Taha Al-J., a 27-year-old Iraqi man, is on trial in Frankfurt for the murder of a 5-year-old Yazidi girl who he allegedly chained to a window outside in temperatures as high as 50 degrees Celsius (122 degrees Fahrenheit) and left to die of thirst as punishment for wetting the bed.
“Taha Al-J. intended, according to the charges, to exterminate the religious minority of the Yazidis by his acquisition of the two Yazidi females, and to have personal benefits from their services in his household,” said the Frankfurt court as the trial opened on April 24—six years after IS initially invaded the ethno-religious minority’s homeland.
Al-J.’s trial is the first being carried out to legally address the genocide against Yazidis.
The indictment states that Al-J. was an active member of the Islamic State (IS) in Syria, Turkey, and Iraq from 2013 to 2019.
After purchasing the girl and her mother, Nora, in 2015 at an IS base in Syria, he brought them to the Iraqi city of Fallujah, where he kept them as slaves and abused them.

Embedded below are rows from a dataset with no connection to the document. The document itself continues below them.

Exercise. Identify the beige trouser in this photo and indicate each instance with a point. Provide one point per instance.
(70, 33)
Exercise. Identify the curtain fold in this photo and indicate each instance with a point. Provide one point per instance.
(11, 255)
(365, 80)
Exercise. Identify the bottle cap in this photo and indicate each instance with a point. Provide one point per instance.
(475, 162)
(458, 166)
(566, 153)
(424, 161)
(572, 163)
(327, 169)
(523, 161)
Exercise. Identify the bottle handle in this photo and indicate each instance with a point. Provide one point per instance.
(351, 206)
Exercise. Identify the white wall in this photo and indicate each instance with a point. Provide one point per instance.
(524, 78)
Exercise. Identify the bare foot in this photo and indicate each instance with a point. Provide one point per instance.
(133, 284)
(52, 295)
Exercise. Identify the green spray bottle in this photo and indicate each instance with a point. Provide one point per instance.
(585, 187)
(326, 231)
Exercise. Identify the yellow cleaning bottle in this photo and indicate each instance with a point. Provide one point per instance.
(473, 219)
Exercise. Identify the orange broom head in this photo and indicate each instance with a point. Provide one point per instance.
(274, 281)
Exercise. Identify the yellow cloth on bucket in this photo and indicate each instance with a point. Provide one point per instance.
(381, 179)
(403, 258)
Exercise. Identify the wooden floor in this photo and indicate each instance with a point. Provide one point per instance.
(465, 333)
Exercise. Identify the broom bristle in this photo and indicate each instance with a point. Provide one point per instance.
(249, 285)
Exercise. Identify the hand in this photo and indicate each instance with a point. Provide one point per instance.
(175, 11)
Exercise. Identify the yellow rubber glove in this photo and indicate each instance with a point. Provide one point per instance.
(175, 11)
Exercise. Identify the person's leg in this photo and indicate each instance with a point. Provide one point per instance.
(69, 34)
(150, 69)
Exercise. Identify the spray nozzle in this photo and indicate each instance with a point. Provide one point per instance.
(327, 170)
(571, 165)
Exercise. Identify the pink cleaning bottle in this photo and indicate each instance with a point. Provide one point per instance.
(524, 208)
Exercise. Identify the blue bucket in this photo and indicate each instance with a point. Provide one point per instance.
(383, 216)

The mother and daughter were reportedly first taken as prisoners by militants in northern Iraq in 2014, along with thousands of other women who were kidnapped and sold as slaves.
Al-J.’s wife, a 28-year-old German convert to Islam named Jennifer Wenisch, stands accused of joining IS as a member of the “morality police,” murder, and war crimes. At the time of her arrest in April 2019, Al-J. had yet to be captured by authorities. One month later, he was arrested in Greece and extradited to Germany in October.
Both Al-J. and Wenisch face life in prison if proven guilty.
Yazidis are one of Iraq’s many ethnic minority groups, following Yazidism, a monotheistic religion that has been accused of worshipping the devil by many Muslims—including IS.
IS devastated the Yazidi ancestral homeland in northern Iraq in 2014 amid what perpetrators called a “forced conversion campaign.” Militants killed thousands of men, while women and children were held captive, turned into child soldiers, or made sex slaves. Hundreds of thousands of Yazidis fled to Mount Sinjar and have since been displaced.
Prosecutors believe Al-J.’s alleged crimes were motivated by an effort to exterminate the Yazidi ethnic minority group.